The output of the query looks something like this (click to enlarge):

Now that we have our data ready, we can visualize and interrogate it further in Tableau or R.

5. Visualizing funnel analysis with Tableau

First, create a new data source in Tableau, and execute the above query to pull the required data from Snowplow into Tableau.

Tableau assumes that domain_sessionidx is a metric - drag it from the “Measures” pane to the “Dimensions pane” to set Tableau straight.

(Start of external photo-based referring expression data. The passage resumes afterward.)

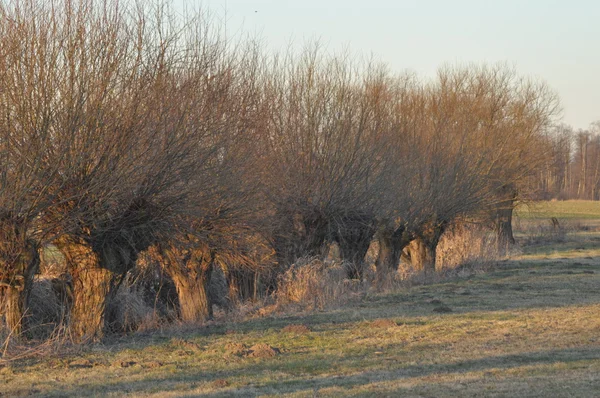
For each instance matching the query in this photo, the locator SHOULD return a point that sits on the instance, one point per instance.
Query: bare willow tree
(27, 171)
(222, 211)
(322, 149)
(135, 115)
(436, 181)
(511, 117)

Next let’s create a single dimension to capture how far in the funnel each visit is. Create another calcualted field, and enter the following in the formula window:

IF([tr_total] > 0) THEN '5. Order complete'
ELSEIF ([number_of_clicks_on_paypal_button] > 0) THEN '4. Checkout finished'
ELSEIF ([start_checkout] > 0) THEN '3. Started checkout'
ELSEIF ([number_of_add_to_baskets] > 0) THEN '2. Added product(s) to basket'
ELSE '1. Visit' END

This field categorises each session by how far in the funnel the user progressed. Call this field ‘Funnel’ and save it.

Now we can plot how the funnel has changed over time, for example. Drag ‘Funnel’ to the Rows shelf, drag ‘tstamp’ to the columns shelf, set ‘tstamp’ to the desired time period (e.g. months). Then drag the ‘Number of Records’ measure into the table. (Remember - for our data set - each record represents one session.)

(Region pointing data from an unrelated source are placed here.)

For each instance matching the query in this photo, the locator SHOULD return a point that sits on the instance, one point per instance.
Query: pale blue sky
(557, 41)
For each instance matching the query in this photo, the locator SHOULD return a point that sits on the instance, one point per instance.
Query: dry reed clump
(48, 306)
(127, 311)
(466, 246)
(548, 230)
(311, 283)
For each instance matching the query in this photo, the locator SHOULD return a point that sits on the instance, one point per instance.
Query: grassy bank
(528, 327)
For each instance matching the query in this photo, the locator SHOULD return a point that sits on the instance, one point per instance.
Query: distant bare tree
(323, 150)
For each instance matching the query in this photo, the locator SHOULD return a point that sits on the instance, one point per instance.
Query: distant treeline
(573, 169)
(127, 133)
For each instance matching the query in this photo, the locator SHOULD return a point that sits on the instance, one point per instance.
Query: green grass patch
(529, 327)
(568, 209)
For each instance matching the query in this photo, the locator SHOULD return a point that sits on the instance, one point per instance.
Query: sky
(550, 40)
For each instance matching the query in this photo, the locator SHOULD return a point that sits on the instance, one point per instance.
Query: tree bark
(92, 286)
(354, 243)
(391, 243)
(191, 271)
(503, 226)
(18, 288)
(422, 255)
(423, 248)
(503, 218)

To make it easier to compare funnels between time periods, let’s plot percentages of visits rather than actual numbers. Click on the measure ‘SUM(Number of Records)’, select ‘Add Table Calculation’ from the drop down and select ‘Calculation Type: Percent of Total’ and ‘Summarize the values from: Table (Down)’. Your data set should look something like this:

We can now plot the results using a stacked bar graph. Click on the stacked bar icon in the ‘Show Me’ toolbar to do this:

Note: in the above graph we’ve editted the y-axis so instead of extending from 0-100%, it extends from 0-10%, to make it easier to read.

The above graph is clear to read. It tells a worrying story: conversion rates on Psychic Bazaar have dropped since a peak in January 2013.

1 Like

It is a quite detailed post. However, there are several problems in this analysis. First, there is no order limit to user actions in the example SQL. Second, it is possible that a user made several orders (or complete goal several times), and that could form a funnel with “inverse big” end. Finally, it is unlikely to know why some users failed to finish the workflow with such SQL query.